原発不明がんとは?がん研究会が全ゲノム解析へクラウドファンディングで寄付募集を開始!治療の未来を切り拓く挑戦へ

がんという病気は、通常であれば最初に発生した臓器、例えば「胃がん」や「肺がん」といった形で診断され、それぞれの性質に合わせた治療が行われます。しかし、現代の高度な医療をもってしても、最初にどこでがんが生まれたのかが特定できないケースが存在することをご存じでしょうか。このように、発生元の臓器が分からないまま全身の様々な場所に転移が見つかる病態を「原発不明がん」と呼びます。がん全体の約1%から5%を占めると言われており、効果的な治療方針を立てることが極めて難しい難治性のがんです。

この大きな課題に立ち向かうため、公益財団法人がん研究会(東京都)は2020年1月22日までに、原発不明がんの謎を解き明かすための研究資金を募るクラウドファンディングをスタートさせました。クラウドファンディングとは、インターネットを通じて不特定多数の人々から組織やプロジェクトへの支援金を募る仕組みのことです。今回は仲介大手の「レディーフォー」のシステムを利用し、2020年4月20日までの期間で、合計2000万円を目標金額に設定して広く寄付を呼びかけています。
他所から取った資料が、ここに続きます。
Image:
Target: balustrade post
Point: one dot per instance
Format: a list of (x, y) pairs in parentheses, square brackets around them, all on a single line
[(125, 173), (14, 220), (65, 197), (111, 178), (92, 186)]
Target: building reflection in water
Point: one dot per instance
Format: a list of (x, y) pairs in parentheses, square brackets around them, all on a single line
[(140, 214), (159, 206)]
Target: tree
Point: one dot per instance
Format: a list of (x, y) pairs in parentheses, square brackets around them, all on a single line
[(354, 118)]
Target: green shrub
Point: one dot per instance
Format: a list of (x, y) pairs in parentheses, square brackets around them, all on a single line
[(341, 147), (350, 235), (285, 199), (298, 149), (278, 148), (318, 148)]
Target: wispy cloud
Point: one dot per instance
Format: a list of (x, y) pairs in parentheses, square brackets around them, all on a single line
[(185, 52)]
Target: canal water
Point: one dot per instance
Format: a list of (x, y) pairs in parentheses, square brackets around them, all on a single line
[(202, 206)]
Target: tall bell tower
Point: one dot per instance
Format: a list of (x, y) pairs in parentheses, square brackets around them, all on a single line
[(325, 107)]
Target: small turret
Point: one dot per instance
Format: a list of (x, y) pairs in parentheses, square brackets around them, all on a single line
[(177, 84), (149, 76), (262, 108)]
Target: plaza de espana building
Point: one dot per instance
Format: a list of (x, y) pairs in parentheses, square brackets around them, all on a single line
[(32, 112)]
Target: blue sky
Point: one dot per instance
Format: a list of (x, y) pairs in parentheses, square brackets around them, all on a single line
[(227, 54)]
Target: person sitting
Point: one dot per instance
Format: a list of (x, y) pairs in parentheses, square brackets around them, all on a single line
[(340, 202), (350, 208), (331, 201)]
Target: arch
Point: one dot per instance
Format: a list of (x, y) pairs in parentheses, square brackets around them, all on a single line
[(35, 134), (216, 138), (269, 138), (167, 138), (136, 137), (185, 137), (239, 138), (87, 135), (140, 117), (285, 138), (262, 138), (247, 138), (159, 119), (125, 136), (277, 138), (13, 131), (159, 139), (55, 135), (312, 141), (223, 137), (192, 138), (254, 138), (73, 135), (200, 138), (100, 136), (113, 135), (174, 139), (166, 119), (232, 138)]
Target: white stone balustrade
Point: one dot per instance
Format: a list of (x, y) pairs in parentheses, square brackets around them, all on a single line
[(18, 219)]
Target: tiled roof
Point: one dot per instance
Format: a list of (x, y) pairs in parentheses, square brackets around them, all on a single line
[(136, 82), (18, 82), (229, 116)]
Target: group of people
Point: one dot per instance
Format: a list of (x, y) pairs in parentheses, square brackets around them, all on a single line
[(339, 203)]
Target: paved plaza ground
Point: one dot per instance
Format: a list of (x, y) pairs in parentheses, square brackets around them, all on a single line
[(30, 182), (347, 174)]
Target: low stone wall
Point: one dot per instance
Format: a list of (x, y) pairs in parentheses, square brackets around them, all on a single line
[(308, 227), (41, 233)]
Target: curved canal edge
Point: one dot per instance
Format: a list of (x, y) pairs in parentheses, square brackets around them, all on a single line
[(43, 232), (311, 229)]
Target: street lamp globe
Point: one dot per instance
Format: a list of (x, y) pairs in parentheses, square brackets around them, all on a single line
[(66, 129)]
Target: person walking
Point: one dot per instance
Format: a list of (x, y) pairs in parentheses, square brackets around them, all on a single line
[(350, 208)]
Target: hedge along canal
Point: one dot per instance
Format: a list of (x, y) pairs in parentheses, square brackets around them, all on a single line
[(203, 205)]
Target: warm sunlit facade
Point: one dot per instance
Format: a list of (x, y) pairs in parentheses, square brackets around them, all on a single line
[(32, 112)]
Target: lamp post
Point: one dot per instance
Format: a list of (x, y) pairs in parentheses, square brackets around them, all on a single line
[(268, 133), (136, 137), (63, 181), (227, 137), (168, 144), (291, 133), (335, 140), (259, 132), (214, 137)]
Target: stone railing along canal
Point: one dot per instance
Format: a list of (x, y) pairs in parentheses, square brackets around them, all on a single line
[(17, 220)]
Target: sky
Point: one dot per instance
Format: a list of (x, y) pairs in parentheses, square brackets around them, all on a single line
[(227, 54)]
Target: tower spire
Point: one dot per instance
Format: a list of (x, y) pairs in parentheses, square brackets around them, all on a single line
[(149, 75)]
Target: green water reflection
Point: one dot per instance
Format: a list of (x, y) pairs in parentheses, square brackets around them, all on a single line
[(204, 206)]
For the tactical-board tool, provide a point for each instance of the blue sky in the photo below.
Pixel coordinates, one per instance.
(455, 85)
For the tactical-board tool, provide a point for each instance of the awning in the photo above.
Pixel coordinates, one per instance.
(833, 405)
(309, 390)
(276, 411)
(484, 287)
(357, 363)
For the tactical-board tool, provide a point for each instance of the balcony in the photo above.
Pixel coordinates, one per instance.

今回のプロジェクトの核心となるのが「全ゲノム解析」という最先端の手法です。これは、細胞が持つすべての遺伝情報(ゲノム)を網羅的に調べる精密な検査を指します。がん研有明病院で原発不明がんと診断された患者ら50人からがん細胞を採取し、その遺伝子を徹底的に分析する計画です。これによって、原発不明がんに共通する特有の遺伝子変異や特徴を見つけ出すことができれば、これまで手探り状態だった治療法開発へ向けた大きなブレイクスルーになるのではないかと期待が寄せられています。

現在、原発不明がんに対しては一般的な抗がん剤治療などが実施されているものの、診断から1年程度で亡くなってしまう患者が多いのが厳しい現状です。この深刻な状況に対し、SNS上では「身内がこの病気で苦しんだので、少しでも医療が進歩してほしい」「原因が分からない恐怖と戦う患者さんの希望になってほしい」といった、切実な願いや研究を応援する声が数多く上がっています。多くの人々がこの病気の知名度の低さや治療の難しさに強い関心を寄せており、支援の輪が広がりを見せています。

医療の進歩には多大な資金が必要不可欠ですが、公的な研究費だけで全てを賄うのは容易ではありません。だからこそ、私たち一般市民がクラウドファンディングを通じて直接医療の未来に投資できる今回の取り組みは、非常に有意義であると感じます。一口5000円から100万円までの金額を選択して寄付ができるため、誰でも気軽に参加が可能です。インターネットの検索窓で「原発不明がん レディーフォー」と検索すれば専用サイトにアクセスできますので、ぜひ一人でも多くの方にこの挑戦を知っていただきたいです。